Written by Dan McInerney for Dark Reading 

Introduction

Artificial intelligence (AI) isn't just the latest buzzword in business; it's rapidly reshaping industries and redefining business processes. Yet as companies race to integrate AI and machine learning (ML) into every facet of their operations, they are also introducing new security and risk challenges. With a focus on agile development practices to achieve a competitive advantage, security takes a backseat. This was the case in the early days of the World Wide Web and mobile applications, and we're seeing it again in the sprint to AI.
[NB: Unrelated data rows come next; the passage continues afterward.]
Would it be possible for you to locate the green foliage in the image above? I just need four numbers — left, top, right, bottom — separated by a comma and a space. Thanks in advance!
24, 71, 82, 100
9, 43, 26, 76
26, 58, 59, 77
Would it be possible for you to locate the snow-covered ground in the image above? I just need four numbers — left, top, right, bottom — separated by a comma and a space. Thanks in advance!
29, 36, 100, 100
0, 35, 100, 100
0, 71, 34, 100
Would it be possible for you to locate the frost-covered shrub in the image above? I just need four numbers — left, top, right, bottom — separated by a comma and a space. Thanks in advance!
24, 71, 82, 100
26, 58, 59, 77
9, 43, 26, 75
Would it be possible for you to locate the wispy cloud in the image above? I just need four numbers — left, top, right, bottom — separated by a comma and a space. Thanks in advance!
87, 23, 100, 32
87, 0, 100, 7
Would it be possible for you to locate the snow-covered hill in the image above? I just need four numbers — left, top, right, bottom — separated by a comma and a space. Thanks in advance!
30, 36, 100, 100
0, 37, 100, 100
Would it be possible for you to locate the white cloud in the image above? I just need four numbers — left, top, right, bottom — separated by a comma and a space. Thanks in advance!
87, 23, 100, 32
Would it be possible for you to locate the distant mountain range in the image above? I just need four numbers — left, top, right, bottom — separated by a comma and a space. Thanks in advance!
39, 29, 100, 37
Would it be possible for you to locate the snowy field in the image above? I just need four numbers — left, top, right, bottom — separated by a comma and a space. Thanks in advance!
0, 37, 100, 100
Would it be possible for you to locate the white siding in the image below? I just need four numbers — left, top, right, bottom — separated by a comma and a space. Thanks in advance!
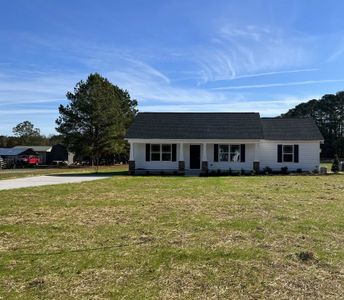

The way AI and ML systems are built, trained, and operated is significantly different from the development pipeline of traditional IT systems, websites, or apps. While some of the same risks that apply in traditional IT security continue to be relevant in AI/ML, there are several significant and challenging differences. Unlike a Web application that relies on a database, AI applications are powered by ML models. The process of building a model involves collecting, sanitizing, and refining data; training ML models on the data; then running those models at scale to make inferences and iterate based on what they learn.

There are four main areas where traditional software and AI/ML development diverge. These are, respectively, changed states versus dynamic states, rules and terms versus use and input, proxy environments versus live systems, and version control versus provenance changes.

Open sourced AI/ML tools, such as MLflow and Ray, provide convenient frameworks for building models. But many of these open source software (OSS) tools and frameworks have suffered from out-of-the-box vulnerabilities that could lead to serious exploitation and harm. Individually, AI/ML libraries themselves create a much larger attack surface, since they contain massive amounts of data and models that are only as safe as the AI/ML tool they're saved in. If these tools are compromised, attackers can access multiple databases' worth of confidential information, modify models, and plant malware.

Security by Design for AI/ML

Traditional IT security lacks several key capabilities for protecting AI/ML systems. First is the ability to scan tools used by data scientists to develop the building blocks of AI/ML systems, like Jupyter Notebooks and other tools in the AI/ML supply chain, for security vulnerabilities.

While data protection is a central component of IT security, in AI/ML it takes on added importance, since live data is constantly being used to train a model. This leaves the doors open for an attacker to manipulate AI/ML data and can result in models becoming corrupted and not performing their intended functions.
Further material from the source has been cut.